The fact that AIG decided to use $165M of government bailout money to pay bonuses is infuriating. Now, those who know me might be surprised to hear me say this. But there are a couple of things at play. There should not have been a government bailout in the first place. We would not even be dealing with this question. But given that there was a bailout, and that we did pay for it, a properly managed company should have stopped paying bonuses long before it needed a government bailout. AIG says that they are contractually obligated to pay these bonuses. Well, someone didn't do their job and wrote a lousy contract. Any contract worth the paper it's written on ought to have a clause that says if business is in the toilet, bonuses go out the window, end of story. I guess it's the whole bubble thing -- if they tried to write it into the contract, the people getting the bonuses would have hightailed down the road to BJH or some such. And who is paying for this nonsense now? We are. Which brings me back to my first point -- there shouldn't have been a bailout in the first place.

4 comments:

Jane Arizona said...

It's happening everywhere -- my old company just paid its president $1.4 million to leave after being there for just three years. The stock went from around $25 to $2.30.

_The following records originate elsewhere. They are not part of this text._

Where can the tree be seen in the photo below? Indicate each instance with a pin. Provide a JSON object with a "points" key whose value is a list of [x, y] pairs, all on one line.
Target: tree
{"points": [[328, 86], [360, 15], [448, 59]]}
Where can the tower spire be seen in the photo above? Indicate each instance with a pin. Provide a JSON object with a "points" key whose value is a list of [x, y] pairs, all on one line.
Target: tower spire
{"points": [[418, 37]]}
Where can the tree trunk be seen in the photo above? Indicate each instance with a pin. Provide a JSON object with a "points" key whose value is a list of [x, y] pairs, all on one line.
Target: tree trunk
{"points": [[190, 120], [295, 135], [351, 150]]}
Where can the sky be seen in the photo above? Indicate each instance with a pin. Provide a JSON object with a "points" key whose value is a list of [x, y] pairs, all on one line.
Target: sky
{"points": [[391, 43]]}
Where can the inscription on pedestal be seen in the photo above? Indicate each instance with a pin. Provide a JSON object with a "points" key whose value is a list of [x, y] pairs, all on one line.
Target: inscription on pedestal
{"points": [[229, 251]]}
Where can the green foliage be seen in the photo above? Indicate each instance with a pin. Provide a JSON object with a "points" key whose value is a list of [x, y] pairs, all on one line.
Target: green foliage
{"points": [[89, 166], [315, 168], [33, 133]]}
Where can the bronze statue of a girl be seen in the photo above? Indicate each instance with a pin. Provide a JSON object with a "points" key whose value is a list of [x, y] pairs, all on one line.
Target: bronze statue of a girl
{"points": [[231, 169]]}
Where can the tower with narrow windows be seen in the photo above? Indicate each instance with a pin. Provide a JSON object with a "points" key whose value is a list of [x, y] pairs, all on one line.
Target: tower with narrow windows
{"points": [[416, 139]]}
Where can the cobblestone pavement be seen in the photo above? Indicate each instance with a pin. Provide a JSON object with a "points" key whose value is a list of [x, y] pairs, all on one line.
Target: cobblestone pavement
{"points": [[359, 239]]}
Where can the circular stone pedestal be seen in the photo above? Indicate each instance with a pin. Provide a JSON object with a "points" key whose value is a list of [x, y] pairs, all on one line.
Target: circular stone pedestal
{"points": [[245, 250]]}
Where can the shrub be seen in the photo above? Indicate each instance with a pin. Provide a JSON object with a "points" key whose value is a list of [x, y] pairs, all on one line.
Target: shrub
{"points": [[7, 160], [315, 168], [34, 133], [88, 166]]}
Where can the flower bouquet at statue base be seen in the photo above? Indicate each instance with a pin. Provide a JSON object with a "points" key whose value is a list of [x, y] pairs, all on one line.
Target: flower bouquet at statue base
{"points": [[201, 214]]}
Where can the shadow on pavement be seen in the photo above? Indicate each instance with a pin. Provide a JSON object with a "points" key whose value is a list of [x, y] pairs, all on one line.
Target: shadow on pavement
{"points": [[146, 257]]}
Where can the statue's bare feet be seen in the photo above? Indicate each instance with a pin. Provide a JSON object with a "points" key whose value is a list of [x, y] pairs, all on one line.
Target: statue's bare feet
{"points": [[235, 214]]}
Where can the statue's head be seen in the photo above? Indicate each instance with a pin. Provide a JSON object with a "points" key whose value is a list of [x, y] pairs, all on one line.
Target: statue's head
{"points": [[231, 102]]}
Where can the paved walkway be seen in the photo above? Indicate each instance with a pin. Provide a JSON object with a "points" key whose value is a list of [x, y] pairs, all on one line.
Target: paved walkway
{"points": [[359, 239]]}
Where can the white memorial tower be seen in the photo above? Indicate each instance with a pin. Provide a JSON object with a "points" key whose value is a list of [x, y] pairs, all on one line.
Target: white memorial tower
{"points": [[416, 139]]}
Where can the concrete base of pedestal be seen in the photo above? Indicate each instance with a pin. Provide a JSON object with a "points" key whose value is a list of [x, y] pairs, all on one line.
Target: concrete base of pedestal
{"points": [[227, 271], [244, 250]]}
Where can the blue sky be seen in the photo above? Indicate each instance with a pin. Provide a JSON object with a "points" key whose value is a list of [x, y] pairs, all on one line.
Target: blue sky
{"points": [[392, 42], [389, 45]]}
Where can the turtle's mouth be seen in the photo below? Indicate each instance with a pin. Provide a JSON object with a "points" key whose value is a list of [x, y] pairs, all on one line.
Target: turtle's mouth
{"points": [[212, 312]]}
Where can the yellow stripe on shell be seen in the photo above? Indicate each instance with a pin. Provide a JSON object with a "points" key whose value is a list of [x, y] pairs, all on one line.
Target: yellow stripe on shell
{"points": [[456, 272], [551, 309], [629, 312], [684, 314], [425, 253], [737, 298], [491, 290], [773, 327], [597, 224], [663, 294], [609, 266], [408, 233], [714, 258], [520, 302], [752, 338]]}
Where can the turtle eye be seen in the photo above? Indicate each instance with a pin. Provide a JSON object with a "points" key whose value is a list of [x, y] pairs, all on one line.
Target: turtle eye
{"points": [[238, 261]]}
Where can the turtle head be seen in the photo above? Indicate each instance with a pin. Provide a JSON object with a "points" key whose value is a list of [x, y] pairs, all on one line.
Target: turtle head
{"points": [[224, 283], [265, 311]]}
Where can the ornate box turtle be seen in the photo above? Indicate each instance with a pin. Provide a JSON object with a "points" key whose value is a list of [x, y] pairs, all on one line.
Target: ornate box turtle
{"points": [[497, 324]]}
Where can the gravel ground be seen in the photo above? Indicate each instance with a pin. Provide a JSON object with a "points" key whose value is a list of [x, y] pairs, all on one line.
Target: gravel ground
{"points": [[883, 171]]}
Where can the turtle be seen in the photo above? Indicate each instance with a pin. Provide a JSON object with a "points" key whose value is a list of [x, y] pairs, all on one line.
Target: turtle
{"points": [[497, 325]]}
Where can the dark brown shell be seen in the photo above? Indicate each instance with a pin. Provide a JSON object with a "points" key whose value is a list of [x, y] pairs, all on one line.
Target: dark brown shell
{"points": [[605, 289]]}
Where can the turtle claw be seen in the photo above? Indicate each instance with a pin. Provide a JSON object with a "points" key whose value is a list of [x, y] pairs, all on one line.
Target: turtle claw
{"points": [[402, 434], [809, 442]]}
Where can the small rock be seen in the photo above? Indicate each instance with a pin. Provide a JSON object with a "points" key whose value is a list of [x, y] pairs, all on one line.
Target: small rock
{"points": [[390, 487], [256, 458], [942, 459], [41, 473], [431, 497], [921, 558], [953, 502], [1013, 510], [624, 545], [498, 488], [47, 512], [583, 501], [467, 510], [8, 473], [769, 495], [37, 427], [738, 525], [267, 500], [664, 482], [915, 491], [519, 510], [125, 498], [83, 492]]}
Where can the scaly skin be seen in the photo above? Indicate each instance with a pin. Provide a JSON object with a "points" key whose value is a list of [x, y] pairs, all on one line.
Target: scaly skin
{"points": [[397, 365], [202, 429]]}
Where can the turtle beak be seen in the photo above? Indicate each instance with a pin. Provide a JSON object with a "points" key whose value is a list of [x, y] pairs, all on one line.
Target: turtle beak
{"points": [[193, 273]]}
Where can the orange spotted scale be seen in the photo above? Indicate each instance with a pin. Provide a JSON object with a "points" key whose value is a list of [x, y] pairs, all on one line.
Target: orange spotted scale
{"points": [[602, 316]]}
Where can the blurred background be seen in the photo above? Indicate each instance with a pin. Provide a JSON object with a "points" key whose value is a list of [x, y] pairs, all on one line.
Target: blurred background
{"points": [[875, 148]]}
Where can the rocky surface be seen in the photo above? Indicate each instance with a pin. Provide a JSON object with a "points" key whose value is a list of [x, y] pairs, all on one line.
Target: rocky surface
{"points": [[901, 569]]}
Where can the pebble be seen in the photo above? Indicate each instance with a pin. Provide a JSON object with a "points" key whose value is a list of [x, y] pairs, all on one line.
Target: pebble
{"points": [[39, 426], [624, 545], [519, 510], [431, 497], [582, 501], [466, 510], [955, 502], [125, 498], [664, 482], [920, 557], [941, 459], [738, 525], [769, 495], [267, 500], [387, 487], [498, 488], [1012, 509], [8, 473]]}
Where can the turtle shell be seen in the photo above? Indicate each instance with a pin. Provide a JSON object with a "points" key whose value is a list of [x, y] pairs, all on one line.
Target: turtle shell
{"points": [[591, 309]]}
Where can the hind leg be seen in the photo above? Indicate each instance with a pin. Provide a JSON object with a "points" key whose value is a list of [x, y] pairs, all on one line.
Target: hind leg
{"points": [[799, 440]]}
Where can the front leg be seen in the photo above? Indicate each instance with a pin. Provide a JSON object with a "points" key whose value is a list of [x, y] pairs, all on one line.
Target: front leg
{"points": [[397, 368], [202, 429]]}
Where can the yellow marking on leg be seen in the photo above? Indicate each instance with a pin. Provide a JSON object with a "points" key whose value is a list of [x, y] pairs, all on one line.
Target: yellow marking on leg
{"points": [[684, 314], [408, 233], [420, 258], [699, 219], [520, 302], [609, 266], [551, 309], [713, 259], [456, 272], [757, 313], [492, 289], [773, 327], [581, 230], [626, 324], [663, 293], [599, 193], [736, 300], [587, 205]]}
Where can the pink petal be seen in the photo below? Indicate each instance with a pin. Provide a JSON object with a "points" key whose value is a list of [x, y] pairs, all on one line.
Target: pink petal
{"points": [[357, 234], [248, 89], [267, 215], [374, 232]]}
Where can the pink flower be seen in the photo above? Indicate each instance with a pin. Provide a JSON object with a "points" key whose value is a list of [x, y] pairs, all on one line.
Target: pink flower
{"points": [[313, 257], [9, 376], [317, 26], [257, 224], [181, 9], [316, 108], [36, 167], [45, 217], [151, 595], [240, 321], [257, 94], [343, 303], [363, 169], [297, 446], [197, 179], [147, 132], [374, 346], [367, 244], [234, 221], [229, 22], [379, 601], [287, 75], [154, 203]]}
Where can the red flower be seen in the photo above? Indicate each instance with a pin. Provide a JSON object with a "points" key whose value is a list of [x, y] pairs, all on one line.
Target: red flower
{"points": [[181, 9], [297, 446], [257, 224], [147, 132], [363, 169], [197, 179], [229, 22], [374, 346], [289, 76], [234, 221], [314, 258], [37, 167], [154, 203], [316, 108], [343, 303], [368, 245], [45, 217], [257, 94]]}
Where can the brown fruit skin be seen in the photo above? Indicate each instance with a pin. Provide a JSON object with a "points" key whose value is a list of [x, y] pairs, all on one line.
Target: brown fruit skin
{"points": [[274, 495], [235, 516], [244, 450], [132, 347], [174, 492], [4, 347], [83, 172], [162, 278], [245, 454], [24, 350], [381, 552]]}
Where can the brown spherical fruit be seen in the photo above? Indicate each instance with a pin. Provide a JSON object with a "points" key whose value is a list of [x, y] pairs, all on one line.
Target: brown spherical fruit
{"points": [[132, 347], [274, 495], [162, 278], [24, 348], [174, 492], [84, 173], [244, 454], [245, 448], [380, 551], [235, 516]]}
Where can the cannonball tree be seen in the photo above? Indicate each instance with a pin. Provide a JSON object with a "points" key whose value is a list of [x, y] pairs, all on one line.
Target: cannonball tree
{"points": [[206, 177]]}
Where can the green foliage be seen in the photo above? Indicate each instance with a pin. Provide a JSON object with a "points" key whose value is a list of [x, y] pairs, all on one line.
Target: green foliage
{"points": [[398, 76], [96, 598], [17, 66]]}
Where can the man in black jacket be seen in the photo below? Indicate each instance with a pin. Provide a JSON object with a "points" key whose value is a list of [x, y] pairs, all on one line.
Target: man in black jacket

I'd love to believe we live in a system that rewards merit, but...

Tony said...

I don't doubt that it's happening everywhere. The only reason AIG is in the news and not your company is the amount of money they got from the government.

Merit?!.. Surely you jest. What our system rewards is financial shenanigans. At that stratospheric level, at least. At my level, I'd like to think it still rewards merit to some degree, though if things continue as they are, it's going to be more along the lines of "Here's a Starbucks card for your hard work and expert knowledge. Go get yourself a latte."

Anonymous said...

I'm bothered by the bonuses too, but I'm bothered more by our failure to break up these companies. As far as I can tell, its not even in the national discourse.

If we are going to save companies that are too big to fail, then doesn't it make sense to immediately make them smaller? It seems pretty obvious to me: if you are too big to fail, then you are too big to exist.

Tony said...

Good point, Mike. I am deeply uncomfortable with breaking a company up by force. If something is too big to exist, it ought to fail on its own for that very reason. Maybe some pieces that fall off can find a way to be successful. But "too big to fail" implies that the repercussions of allowing that to happen are just too catastrophic, and if that's really true, then I don't know what the answer is.